En un día fatídico, se había declarado un gran incendio en una planta química, la cual elaboraba una gran cantidad de productos. Esta planta ocupaba un terreno de una hectárea, con distintos edificios donde funcionaban los distintos laboratorios. Justo en el centro del terreno, estaba levantado el edificio de Administración de la planta y, dentro de él, la caja fuerte donde el dueño guardaba las fórmulas de los productos que elaboraba. El hombre estaba desesperado, pues si perdía esas fórmulas, jamás podría volver a levantar nuevamente su fábrica y volver a producir nada.
Estaban actuando varias dotaciones de bomberos, a las cuales les era muy difícil sofocar el incendio. El dueño de la planta reunió a los jefes de las dotaciones y les dijo: «A la primera dotación de bomberos que llegue a la administración y rescate mis fórmulas, le voy a donar $10,000.»
Imaginen la locura de los bomberos; duplicaron sus fuerzas, pero era imposible llegar al centro del terreno.
De pronto, se escuchó la sirena de una nueva autobomba que llegaba al lugar. Eran los bomberos jubilados del pueblo, quienes raudamente chocaron la pared que rodeaba la planta, la derribaron, entraron a la planta llegando al edificio de la administración. También chocaron las paredes de la administración, destruyendo la caja fuerte y trayendo con ellos hacia fuera las ansiadas fórmulas. Eran los héroes de la jornada.

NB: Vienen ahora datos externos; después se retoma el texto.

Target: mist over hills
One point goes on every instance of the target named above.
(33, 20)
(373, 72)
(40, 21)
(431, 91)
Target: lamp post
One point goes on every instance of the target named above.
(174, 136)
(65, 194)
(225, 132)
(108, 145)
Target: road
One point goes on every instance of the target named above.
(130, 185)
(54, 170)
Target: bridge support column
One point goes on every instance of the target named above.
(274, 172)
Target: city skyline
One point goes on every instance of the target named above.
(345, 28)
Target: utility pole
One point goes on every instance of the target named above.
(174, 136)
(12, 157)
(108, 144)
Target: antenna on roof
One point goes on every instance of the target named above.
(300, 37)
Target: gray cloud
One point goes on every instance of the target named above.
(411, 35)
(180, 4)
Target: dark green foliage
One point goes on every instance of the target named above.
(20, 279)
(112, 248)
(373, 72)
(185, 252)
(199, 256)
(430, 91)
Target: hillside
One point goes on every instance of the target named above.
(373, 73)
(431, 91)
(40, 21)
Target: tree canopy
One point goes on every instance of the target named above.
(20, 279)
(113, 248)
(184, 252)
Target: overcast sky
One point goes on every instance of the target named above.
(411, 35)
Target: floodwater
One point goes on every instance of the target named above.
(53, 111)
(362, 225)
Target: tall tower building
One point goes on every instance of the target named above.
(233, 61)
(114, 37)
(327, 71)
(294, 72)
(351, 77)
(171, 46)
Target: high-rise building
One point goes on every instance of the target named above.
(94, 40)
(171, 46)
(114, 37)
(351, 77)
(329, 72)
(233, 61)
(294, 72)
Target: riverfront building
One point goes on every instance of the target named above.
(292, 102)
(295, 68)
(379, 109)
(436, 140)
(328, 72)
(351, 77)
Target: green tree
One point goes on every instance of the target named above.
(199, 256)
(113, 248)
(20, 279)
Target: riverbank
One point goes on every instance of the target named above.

Una vez sofocado el incendio, el dueño de la planta cumplió con su promesa, y les entregó el cheque por $10,000. Se le ocurrió preguntarles a los ancianos y heroicos bomberos: «¿Qué van a hacer con este dinero?» A lo que el jefe de los bomberos jubilados contestó: «Vamos a arreglar los frenos de la autobomba… ¡nos andamos llevando las paredes por delante!»
Hermanos, no hagamos caso de las apariencias. Dios puede leer en el corazón del ser humano.